The agency is on a hiring spree and wants to triple its line of credit with the Treasury Department, better equipping it to close weak banks and find buyers for their assets.

"The FDIC has clearly stated that we expect an increase in our resolution activity as we work through this economic cycle," said FDIC spokesman Andrew Gray. "The prudent planning efforts by the FDIC over the last year and a half reflect this -- including additional hiring, contractor engagements and budget increases."

HOW MANY FAILURES?

The FDIC has also been freed from the shackles of a previous administration that may have delayed bank closures to increase confidence in the financial industry last year, said Ken Thomas, a bank consultant and economist based in Miami.

"There were many more banks that could have been closed," Thomas said. "What we've seen is a total ramping up in failures, a total new policy."

The FDIC and a bank's primary regulator have some latitude on when exactly to close an insolvent bank's doors. Declaring a bank failure sooner rather than later often minimizes taxpayer costs.

The small U.S. banks that failed in recent weeks could easily have been closed last June or September, said Thomas, who expects more than 100 bank failures in 2009.

Other predictions are more pessimistic. RBC Capital Markets said recently more than 1,000 U.S. banks -- or one in eight lenders -- may fail in the next three to five years.

FDIC's Gray said a bank's chartering authority generally makes the decision whether to close a financial institution, based on the condition of the bank and statutory requirements. U.S. banks can be chartered under a state banking regulator, or by the Office of Comptroller of the Currency, the Office of Thrift Supervision, or the Federal Reserve.

"The FDIC coordinates with bank regulators to project and plan for failures months ahead of time," Gray said. "There are times when a failure occurs as expected and times when they occur either earlier or later due to unexpected events."

The FDIC is clearly bracing for a flood of failures, and has revised upward the expected cost to its deposit insurance fund over the next three years.
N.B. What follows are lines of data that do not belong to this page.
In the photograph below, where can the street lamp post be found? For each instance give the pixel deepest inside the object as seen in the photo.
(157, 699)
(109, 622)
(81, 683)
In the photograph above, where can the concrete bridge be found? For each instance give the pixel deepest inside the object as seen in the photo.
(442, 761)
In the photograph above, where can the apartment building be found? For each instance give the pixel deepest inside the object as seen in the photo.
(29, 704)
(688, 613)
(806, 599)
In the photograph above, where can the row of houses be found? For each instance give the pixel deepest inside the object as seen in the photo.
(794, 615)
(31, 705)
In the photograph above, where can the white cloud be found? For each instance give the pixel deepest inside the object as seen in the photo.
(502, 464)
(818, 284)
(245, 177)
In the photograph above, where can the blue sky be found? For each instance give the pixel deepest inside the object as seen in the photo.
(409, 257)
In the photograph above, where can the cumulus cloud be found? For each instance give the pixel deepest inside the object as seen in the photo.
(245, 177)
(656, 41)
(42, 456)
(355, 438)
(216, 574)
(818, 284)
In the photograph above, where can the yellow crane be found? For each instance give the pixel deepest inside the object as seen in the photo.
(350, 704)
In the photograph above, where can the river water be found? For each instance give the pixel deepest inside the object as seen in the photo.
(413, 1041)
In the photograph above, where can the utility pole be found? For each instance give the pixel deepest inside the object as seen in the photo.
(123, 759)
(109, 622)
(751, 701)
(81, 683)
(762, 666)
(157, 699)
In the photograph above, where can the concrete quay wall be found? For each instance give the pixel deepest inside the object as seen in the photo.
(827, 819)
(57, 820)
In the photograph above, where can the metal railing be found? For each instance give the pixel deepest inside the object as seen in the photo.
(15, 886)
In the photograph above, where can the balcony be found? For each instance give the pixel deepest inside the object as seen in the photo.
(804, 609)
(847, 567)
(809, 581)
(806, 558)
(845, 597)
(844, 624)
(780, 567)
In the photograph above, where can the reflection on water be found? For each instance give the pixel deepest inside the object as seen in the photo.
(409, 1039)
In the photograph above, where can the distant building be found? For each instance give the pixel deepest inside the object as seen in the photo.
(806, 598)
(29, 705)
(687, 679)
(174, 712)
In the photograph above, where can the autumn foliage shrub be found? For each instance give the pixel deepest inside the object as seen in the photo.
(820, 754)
Continued...
LIST OF PROBLEM BANKS

On Thursday, the agency will release data on the state of the banking industry in the final quarter of 2008, including an update on the number of problem banks on its watchlist and how much money it is setting aside to handle future failures.

The number of problem banks -- banks that are under close scrutiny and often have weak capital cushions -- spiked in the third quarter to 171 from 117 at the end of the prior quarter. That marked the highest number since 1995 when federal regulators were wrapping up the savings and loan crisis.

Thomas said he expects the number of problem banks rose to about 200 at the end of the fourth quarter.

The FDIC will also release an updated figure on how much cash it has left in the Deposit Insurance Fund, an industry-funded reserve to back the deposits at FDIC-member banks, and how much it has provisioned for future failures.

The fund fell 23.5 percent in the third quarter to $34.6 billion. That amount included about $12 billion provisioned for failures it expected in the fourth quarter of 2008.

The FDIC said in December that it expected the fund to drop to about $29 billion at the end of the fourth quarter. The exact figure will be released on Thursday.

The FDIC is under pressure to protect the insurance fund as it grapples with a crisis that could easily exceed the savings and loan collapse when 1,386 lenders failed from 1988 to 1990, said Ronald Glancz, chairman of law firm Venable's financial services group and a former FDIC official.

Glancz sees up to 200 bank failures in 2009 as conditions deteriorate and private capital stays on the sidelines. "This is a much more serious crisis than the S&L crisis because it affects the entire financial market," he said.

The FDIC has been creative by extending liquidity programs and negotiating rescue deals or acquisitions for the largest banks on the brink of failure, Glancz said.

But the agency needs to also explore ideas like open bank assistance in which the FDIC could give incentives for private investors to jump into struggling banks. That would help prevent the damaging effects of bank failures, which can have a depressing ripple effect, similar to home foreclosures.

"A bank failure can really cause a crisis in the community," Glancz said.